I'd already read this article, and refrained from posting about it.
As gf0012 said, most of the relevant information is classified, and Thompson provides mostly anecdotal evidence.
My gut feeling, though, is that while it's certainly far from being as unprofessionnal as Thompson implies, the US Navy - and the Army and Air Force as well - are probably overconfident.
I frequently read US officers posting on fora such as this one who are unbelievably dismissing of everybody else's armed forces. A marked superiority complex is definetely not a good thing to have when going to war.

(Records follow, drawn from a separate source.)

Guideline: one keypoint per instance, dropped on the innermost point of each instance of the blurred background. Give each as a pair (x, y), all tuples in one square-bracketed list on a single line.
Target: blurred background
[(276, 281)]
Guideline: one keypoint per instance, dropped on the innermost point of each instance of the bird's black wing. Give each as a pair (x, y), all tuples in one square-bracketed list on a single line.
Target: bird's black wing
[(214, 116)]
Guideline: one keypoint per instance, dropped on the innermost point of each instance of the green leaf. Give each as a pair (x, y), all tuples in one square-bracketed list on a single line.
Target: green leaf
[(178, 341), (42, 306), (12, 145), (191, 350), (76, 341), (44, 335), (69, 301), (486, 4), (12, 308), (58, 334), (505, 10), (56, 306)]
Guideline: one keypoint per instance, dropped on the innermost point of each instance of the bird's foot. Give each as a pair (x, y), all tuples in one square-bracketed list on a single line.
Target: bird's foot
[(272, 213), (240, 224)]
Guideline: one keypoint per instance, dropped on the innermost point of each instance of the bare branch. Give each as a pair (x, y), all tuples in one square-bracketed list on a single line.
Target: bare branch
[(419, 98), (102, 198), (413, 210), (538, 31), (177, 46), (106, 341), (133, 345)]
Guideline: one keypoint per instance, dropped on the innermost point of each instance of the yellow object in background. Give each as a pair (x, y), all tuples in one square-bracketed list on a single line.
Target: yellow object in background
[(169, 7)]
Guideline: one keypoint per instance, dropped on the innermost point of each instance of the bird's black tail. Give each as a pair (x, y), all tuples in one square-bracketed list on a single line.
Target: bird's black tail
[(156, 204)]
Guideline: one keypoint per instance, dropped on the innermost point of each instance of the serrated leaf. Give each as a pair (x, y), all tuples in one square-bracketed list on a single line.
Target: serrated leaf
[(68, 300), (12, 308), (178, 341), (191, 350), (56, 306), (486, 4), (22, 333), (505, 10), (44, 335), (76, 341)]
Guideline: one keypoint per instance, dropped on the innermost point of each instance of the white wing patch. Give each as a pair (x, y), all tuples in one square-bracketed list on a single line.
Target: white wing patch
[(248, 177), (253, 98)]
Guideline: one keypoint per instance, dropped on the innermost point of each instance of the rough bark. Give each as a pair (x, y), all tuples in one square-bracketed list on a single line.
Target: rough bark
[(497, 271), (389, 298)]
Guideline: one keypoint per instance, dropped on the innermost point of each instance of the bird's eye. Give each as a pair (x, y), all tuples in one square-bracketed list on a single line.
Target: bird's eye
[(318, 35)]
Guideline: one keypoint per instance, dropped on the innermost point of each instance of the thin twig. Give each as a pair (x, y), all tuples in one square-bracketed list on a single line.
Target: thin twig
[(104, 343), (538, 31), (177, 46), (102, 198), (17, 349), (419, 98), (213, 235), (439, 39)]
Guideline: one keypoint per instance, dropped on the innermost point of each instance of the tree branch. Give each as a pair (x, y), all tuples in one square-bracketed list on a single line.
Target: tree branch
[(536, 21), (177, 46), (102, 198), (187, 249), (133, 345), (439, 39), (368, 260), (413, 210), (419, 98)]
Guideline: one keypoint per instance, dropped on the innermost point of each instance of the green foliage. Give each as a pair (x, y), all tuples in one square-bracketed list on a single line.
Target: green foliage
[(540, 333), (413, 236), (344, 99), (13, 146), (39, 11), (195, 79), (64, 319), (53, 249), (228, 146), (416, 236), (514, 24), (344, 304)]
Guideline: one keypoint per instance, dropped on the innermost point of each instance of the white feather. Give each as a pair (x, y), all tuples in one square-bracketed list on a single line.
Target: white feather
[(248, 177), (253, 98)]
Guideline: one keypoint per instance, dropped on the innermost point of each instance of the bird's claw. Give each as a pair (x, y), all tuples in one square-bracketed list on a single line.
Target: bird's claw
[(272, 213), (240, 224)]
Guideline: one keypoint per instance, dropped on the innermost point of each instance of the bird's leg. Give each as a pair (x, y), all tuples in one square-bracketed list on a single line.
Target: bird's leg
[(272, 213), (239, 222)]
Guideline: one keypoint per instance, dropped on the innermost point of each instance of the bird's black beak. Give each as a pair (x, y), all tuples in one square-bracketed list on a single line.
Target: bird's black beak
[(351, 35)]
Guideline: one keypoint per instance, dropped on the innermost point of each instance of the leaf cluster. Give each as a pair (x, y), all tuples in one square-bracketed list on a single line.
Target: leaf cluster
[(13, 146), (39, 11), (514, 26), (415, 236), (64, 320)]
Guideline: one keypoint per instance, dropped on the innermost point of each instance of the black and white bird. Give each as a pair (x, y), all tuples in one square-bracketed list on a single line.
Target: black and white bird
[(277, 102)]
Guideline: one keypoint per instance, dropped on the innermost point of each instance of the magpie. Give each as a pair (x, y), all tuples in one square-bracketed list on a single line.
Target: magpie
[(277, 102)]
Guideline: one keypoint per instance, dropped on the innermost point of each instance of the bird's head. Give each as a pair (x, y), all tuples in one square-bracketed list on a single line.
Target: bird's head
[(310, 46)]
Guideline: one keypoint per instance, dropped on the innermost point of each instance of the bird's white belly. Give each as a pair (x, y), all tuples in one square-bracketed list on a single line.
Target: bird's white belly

It is true that for the past 50 years, the US has enjoyed the ability to pick its fights, and has picked them rather wisely - from a conventional warfare point of view, the political/LIC side is open to much wider argument.

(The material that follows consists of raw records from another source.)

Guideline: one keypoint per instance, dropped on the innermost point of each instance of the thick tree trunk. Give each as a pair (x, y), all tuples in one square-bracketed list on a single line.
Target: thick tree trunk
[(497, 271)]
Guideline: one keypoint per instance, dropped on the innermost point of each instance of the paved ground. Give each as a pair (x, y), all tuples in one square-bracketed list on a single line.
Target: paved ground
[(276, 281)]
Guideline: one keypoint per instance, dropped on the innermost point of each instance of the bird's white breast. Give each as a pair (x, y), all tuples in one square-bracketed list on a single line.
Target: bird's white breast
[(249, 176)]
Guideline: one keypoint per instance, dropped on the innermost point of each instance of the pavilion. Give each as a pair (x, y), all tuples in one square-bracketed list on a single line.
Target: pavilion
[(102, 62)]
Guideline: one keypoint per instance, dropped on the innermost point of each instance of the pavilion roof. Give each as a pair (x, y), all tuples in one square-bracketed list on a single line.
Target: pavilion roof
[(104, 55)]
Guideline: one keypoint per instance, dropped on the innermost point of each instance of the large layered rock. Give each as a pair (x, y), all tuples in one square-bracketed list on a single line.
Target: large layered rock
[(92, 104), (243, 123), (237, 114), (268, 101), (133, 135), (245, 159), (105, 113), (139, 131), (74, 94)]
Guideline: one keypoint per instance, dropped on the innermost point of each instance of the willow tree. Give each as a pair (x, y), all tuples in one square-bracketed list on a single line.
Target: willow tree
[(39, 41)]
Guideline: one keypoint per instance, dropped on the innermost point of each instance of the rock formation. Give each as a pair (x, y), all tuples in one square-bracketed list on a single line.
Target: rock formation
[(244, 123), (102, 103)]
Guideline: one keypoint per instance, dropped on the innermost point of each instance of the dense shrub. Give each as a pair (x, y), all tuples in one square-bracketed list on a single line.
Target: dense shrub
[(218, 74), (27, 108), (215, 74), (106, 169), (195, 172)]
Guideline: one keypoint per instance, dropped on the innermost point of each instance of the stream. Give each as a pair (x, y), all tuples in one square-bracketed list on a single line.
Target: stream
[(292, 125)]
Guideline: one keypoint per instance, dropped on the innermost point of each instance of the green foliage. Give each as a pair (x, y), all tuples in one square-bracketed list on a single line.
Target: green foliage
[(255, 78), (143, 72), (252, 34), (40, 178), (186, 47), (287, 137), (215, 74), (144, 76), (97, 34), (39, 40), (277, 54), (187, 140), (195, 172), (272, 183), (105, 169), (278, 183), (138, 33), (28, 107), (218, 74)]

Therefore, for half a century, US armed forces have only met on the field of battle forces that were markedly inferior. This strategic success emphatically does not imply tactical and operational "ultimacy". Yet more often than not you will hear or read that implication being assumed.
Much is made of the US technological superiority, too. What is meant there, though, is mostly electronic and IT-related technology. While transistors, integrated circuits and software certainly have stupendous military value, they are not the be-all and end-all of military technology. And the fact that you've - successfully - spent a lot more R&D money than the other side doesn't necessarily imply a congruent superiority. I am reminded here of the US and Soviet solutions to writing notes in zero-G in the sixties. NASA spent a respectable sum of money for a ballpen design that would work without gravity. The Soviets gave their cosmonauts pencils.
And it took the fall of the Berlin wall for the West to discover that the technologically inferior Soviets had much better kit than us in some areas - I'm thinking about IR and passive aircraft detection systems.
The gist of this is, while I certainly can't conceive of anybody today who could seriously challenge the US militarily, be it on land, sea or in the air, the US should nevertheless be wary of nasty surprises the day somebody chooses to challenge them and not come to this fight the way they went into the Pacific War.